Treatment of myelofibrosis is tailored to the patient’s risk category, symptom burden, and overall health status. Low-risk, asymptomatic patients may be managed with observation and supportive care, while those with significant symptoms or high-risk disease require more aggressive interventions. Ruxolitinib, a JAK1/2 inhibitor, is the first-line therapy for symptomatic splenomegaly and constitutional symptoms, improving quality of life and potentially extending survival. For anemia, treatments include erythropoiesis-stimulating agents, corticosteroids, androgens, or danazol, though their efficacy is often limited in advanced disease.

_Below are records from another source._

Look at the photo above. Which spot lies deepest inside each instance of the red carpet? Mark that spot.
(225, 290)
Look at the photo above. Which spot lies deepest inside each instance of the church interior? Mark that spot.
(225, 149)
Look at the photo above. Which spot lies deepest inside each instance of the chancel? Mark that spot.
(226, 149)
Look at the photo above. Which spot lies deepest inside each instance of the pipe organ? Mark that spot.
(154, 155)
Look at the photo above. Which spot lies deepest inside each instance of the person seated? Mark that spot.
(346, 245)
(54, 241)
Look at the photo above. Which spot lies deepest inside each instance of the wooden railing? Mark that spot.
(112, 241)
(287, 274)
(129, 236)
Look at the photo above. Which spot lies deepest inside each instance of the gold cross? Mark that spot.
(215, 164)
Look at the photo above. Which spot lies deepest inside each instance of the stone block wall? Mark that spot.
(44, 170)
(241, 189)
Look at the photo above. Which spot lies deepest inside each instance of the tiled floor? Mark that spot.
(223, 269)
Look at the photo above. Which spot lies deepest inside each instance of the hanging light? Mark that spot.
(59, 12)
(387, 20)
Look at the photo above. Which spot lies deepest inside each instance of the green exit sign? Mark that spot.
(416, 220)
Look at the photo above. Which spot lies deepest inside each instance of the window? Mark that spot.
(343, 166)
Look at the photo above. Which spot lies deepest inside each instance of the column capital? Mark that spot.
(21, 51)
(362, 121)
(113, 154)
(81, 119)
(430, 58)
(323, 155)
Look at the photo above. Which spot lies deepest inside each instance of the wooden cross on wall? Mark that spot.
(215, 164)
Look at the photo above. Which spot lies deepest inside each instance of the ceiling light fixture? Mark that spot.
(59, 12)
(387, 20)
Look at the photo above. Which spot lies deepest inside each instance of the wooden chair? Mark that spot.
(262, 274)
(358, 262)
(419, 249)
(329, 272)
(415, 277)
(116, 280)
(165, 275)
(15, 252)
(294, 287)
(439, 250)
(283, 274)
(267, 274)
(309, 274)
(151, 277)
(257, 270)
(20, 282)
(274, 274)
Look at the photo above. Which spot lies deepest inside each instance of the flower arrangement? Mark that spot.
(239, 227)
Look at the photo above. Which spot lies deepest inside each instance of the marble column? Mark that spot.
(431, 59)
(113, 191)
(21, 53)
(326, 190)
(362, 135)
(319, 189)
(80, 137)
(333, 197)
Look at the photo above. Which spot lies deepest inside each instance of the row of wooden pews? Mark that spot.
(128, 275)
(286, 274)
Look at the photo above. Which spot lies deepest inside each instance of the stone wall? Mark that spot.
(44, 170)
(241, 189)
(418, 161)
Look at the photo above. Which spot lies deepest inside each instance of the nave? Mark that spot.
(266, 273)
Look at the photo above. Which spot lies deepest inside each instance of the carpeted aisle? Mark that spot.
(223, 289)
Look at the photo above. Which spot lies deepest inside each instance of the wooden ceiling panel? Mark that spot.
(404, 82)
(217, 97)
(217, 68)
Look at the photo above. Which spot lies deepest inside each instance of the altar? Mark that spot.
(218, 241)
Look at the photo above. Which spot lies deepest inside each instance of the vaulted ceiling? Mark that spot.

Allogeneic stem cell transplantation remains the only curative option for myelofibrosis, recommended for younger patients with high-risk features, though it carries substantial risks of morbidity and mortality. For those ineligible for transplantation, investigational therapies, including other JAK inhibitors (e.g., fedratinib, momelotinib) and antifibrotic agents, are being explored in clinical trials. Symptomatic management, including transfusions, splenectomy, or radiation for refractory splenomegaly, may be considered on a case-by-case basis. Regular reassessment is essential to adapt treatment strategies as the disease evolves.